RESOLVED that Cabinet: -
(a) Noted the good progress made in transitioning the Council’s corporate fleet assets against challenging international marketplace conditions and balancing risk exposure on unproven new vehicle technology market entrants;
(b) Endorsed Phase Two of BCP Council’s Sustainable Fleet Replacement Plan, through an in-house management and maintenance delivery model to achieve a safe, compliant, ultra-low emission fleet and future key infrastructure decisions required that will determine its direction and success; and
(c) Acknowledged that without significant investment in suitable premisses and area wide utilities that will deliver the required infrastructure to support the continued modernisation and electric decarbonisation of the BCP fleet in future Phase 3 2028 – 2030, future green fleet transition will be limited unless progress in alternative fuel technologies are forthcoming especially heavy goods vehicles.
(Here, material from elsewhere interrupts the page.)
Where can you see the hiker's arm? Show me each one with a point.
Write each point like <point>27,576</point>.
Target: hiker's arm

RECOMMENDED that Council: -
(d) Approve the phase two fleet replacement programme of £19.857m over 3 years;
(e) Approve the use of £18.692m new prudential borrowing for the Fleet Replacement Plan and the capital investment necessary in increasing associated EV charging infrastructure recognising the impact of this on the annual revenue budget requirement; and
(f) Approve use of capital receipts from the sales of vehicles of £1.165m to fund part of the phase 2 fleet replacement plan.
Voting: Unanimous
Portfolio Holder: Climate Response, Environment and Energy
Reason
The proposed replacement and management plan is a continuation of the adopted Sustainable Fleet Strategy that provided Capital fleet funding and governance for years 2021 – 2024 building on the existing framework towards achieving a sustainable fleet for BCP Council and a commitment towards its ambition of becoming carbon neutral by 2030.
Failure to approve the fleet replacement plan places the authority at risk as vehicles reach end of life and require increased maintenance, which impacts on services risking repeated statutory service failure, associated reputational damage, increased revenue budget pressure and potential for breach(es) of Operator Licence compliance.